A la mujer-madre se le confieren atributos sagrados: es símbolo de bondad infinita, dulzura, sacrificio y amor sin límites. Pero también sus opuestos: la madre es intuida como absorbente, devoradora, “rechazante” y destructora. Hombres y mujeres, ya desde pequeños, sufrimos una división interna respecto a nuestra madre, que luego transferimos al resto de las mujeres. De una parte, queremos recuperar la plenitud que conocimos con ella, pero al mismo tiempo tememos a su poder, que puede ser de absoluta codependencia (porque nadie podemos negar que en algunas etapas de nuestra vida nos llegamos a sentir atrapados en los influjos del amor materno) y ello nos llega a impedir crecer y madurar.
“Parte del problema de la maternidad es el mismo que vemos en toda relación. Cuando una persona no tiene resueltos sus problemas no se ha enfrentado a sus traumas; cuando la pareja está enferma es difícil enseñarles una actitud saludable a hijos e hijas. Los críos absorben todo y lo hacen de una manera imposible de evitar: lo sienten. O sea, desde el embarazo, el bebé siente todo lo que ocurre en la vida de quien lo lleva en el vientre. Siente si su padre quiere varón, si su madre tiene miedo de tenerlo; siente si es querido o no, siente si es conflicto su llegada. Puede sonar muy loco pero no lo es, y ya cuando nace el bebé, nace con los traumas familiares integrados, traumas que serán (en excepcionales casos no) reforzados por el cotidiano”, afirma Jessica Kreimerman Lew en su libro La vida en rosa, el príncipe azul.
Hijas e hijos (sin duda) tenemos –también en algunas etapas de nuestra vida al lado de la madre– miedo a la dependencia. Pero igual deseamos cuidados, entrega y cercanía de su parte. Por eso vivimos intentos alternados de aproximación y escape hacia la mujer. Y esto es mucho más frecuente de observar en las sociedades capitalistas, donde desde pequeños se nos educa con los mismos derechos y con las mismas aspiraciones y, sobre todo, con la misma necesidad de libertad.
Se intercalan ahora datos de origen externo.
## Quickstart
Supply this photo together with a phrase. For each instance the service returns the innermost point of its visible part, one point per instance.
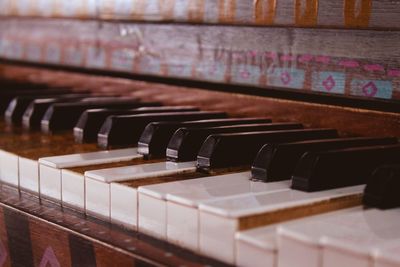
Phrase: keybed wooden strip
(308, 13)
(372, 70)
(62, 236)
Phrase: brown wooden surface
(73, 240)
(303, 13)
(349, 121)
(98, 240)
(298, 60)
(34, 145)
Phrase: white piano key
(29, 175)
(221, 219)
(73, 189)
(126, 173)
(259, 246)
(51, 183)
(100, 204)
(344, 240)
(153, 199)
(183, 213)
(91, 158)
(355, 238)
(9, 168)
(387, 255)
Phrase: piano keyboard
(193, 178)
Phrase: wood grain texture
(300, 60)
(382, 14)
(76, 240)
(349, 121)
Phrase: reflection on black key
(154, 140)
(276, 162)
(186, 142)
(339, 168)
(230, 150)
(383, 188)
(64, 116)
(126, 130)
(19, 105)
(6, 97)
(35, 111)
(90, 122)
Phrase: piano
(199, 133)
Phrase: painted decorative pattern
(300, 59)
(304, 13)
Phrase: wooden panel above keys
(315, 13)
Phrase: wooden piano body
(323, 63)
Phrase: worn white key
(221, 219)
(183, 213)
(102, 192)
(365, 233)
(9, 168)
(51, 171)
(342, 240)
(259, 246)
(387, 255)
(153, 199)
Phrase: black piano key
(186, 142)
(383, 187)
(126, 130)
(35, 111)
(325, 170)
(19, 105)
(155, 138)
(276, 162)
(64, 116)
(90, 122)
(230, 150)
(7, 96)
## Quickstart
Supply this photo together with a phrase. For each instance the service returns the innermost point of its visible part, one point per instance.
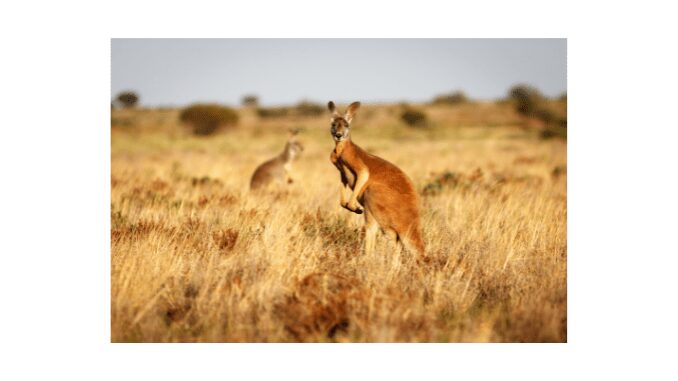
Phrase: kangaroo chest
(347, 173)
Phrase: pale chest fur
(343, 168)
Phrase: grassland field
(196, 258)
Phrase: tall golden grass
(196, 258)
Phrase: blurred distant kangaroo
(382, 189)
(277, 170)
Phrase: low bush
(413, 117)
(206, 119)
(457, 97)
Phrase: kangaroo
(375, 187)
(278, 168)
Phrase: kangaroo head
(340, 127)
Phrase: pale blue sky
(284, 71)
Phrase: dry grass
(194, 257)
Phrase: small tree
(127, 99)
(414, 118)
(250, 100)
(306, 108)
(206, 119)
(527, 99)
(453, 98)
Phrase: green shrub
(206, 119)
(272, 112)
(306, 108)
(526, 98)
(413, 117)
(127, 99)
(457, 97)
(250, 100)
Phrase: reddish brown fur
(388, 196)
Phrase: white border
(55, 166)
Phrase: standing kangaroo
(372, 185)
(278, 168)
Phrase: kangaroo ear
(351, 110)
(293, 132)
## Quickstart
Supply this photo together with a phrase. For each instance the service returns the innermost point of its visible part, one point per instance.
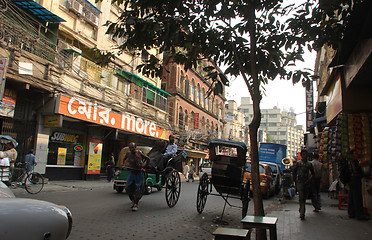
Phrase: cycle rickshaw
(228, 160)
(168, 178)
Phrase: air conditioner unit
(65, 46)
(75, 6)
(94, 19)
(87, 15)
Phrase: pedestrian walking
(135, 160)
(315, 182)
(186, 172)
(30, 160)
(302, 174)
(355, 199)
(191, 172)
(110, 166)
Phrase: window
(154, 98)
(180, 118)
(145, 56)
(203, 98)
(148, 96)
(187, 90)
(182, 80)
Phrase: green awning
(141, 82)
(150, 95)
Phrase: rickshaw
(168, 178)
(228, 159)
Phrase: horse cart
(228, 160)
(168, 178)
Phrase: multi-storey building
(61, 99)
(195, 116)
(280, 126)
(234, 128)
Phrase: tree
(248, 37)
(245, 36)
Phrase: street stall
(349, 138)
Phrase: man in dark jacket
(302, 174)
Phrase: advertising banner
(196, 120)
(272, 152)
(61, 158)
(309, 107)
(7, 105)
(92, 112)
(95, 156)
(3, 66)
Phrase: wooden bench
(231, 234)
(260, 222)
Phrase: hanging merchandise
(366, 140)
(344, 134)
(323, 146)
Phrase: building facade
(59, 98)
(235, 128)
(195, 116)
(280, 126)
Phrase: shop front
(347, 135)
(82, 134)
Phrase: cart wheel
(202, 193)
(148, 189)
(119, 189)
(245, 200)
(172, 188)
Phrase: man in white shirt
(171, 149)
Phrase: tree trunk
(255, 124)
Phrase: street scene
(187, 119)
(101, 213)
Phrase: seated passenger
(156, 156)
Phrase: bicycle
(33, 182)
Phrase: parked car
(275, 168)
(22, 218)
(121, 175)
(205, 168)
(266, 179)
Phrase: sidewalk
(329, 224)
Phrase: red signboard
(196, 120)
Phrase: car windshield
(248, 168)
(206, 165)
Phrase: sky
(280, 93)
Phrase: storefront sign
(7, 105)
(52, 121)
(3, 66)
(95, 155)
(196, 120)
(64, 137)
(61, 158)
(309, 107)
(334, 100)
(78, 148)
(87, 111)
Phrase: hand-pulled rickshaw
(167, 178)
(228, 160)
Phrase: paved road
(101, 213)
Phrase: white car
(205, 168)
(22, 218)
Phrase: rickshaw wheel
(202, 193)
(172, 188)
(245, 199)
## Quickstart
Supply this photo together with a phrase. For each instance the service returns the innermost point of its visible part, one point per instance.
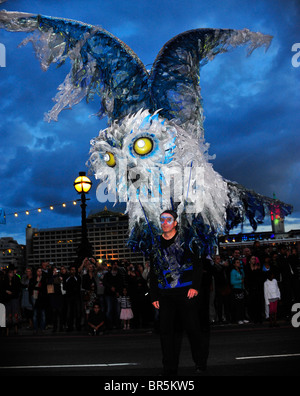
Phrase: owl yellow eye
(109, 158)
(143, 146)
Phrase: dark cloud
(250, 104)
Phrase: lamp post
(82, 185)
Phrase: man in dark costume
(175, 281)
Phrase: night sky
(251, 104)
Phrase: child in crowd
(126, 312)
(96, 320)
(272, 295)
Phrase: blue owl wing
(247, 204)
(101, 63)
(175, 75)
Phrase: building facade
(11, 254)
(107, 232)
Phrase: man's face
(167, 222)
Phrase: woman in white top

“La maternidad puede ser tan fácil o tan difícil como lo sea la actitud de la mujer que la está experimentando. Pero eso sí: la maternidad aprieta todos los botones que llevan años dormidos en las personas. Hay mujeres que toda su vida desean ser madres, y cuando ocurre el feliz acontecimiento, rechazan a sus criaturas en tremendas crisis postparto, y mujeres que pueden parecer madres ideales y sin embargo resienten la libertad que perdieron con los hijos y se los dejan saber en maneras no muy agradables… que luego crean verdaderos traumas”, cita en el mismo libro Jessica Kreimerman.
Actualmente muchas mujeres que también somos madres estamos empezando a ver a través (o más allá) del espejo, para ser capaces de construir un nuevo sujeto social, desde nosotras mismas y no desde un abstracto social. Porque deseamos de todo corazón que las nuevas mujeres disfruten de una autonomía que les permita ser capaces de dar a luz, no solamente hijos e hijas, sino también decisiones, creaciones, ideas, pensamientos y sentimientos legitimados por su propia acción creadora. Estableciendo así un nuevo vínculo social en el que ellas sean un componente activo y no pasivo.
Recordando a las Madres de Plaza de Mayo, a las madres de los miles de desaparecidos en México, a las madres de los mineros, de los encarcelados, perseguidos y asesinados por defender tierras, recursos naturales e ideales; a las madres de quienes defienden el periodismo honesto, a Las Patronas, que ven como hijos e hijas a quienes migran, y a todas esas niñas que han encontrado la muerte aparejada a una maternidad temprana.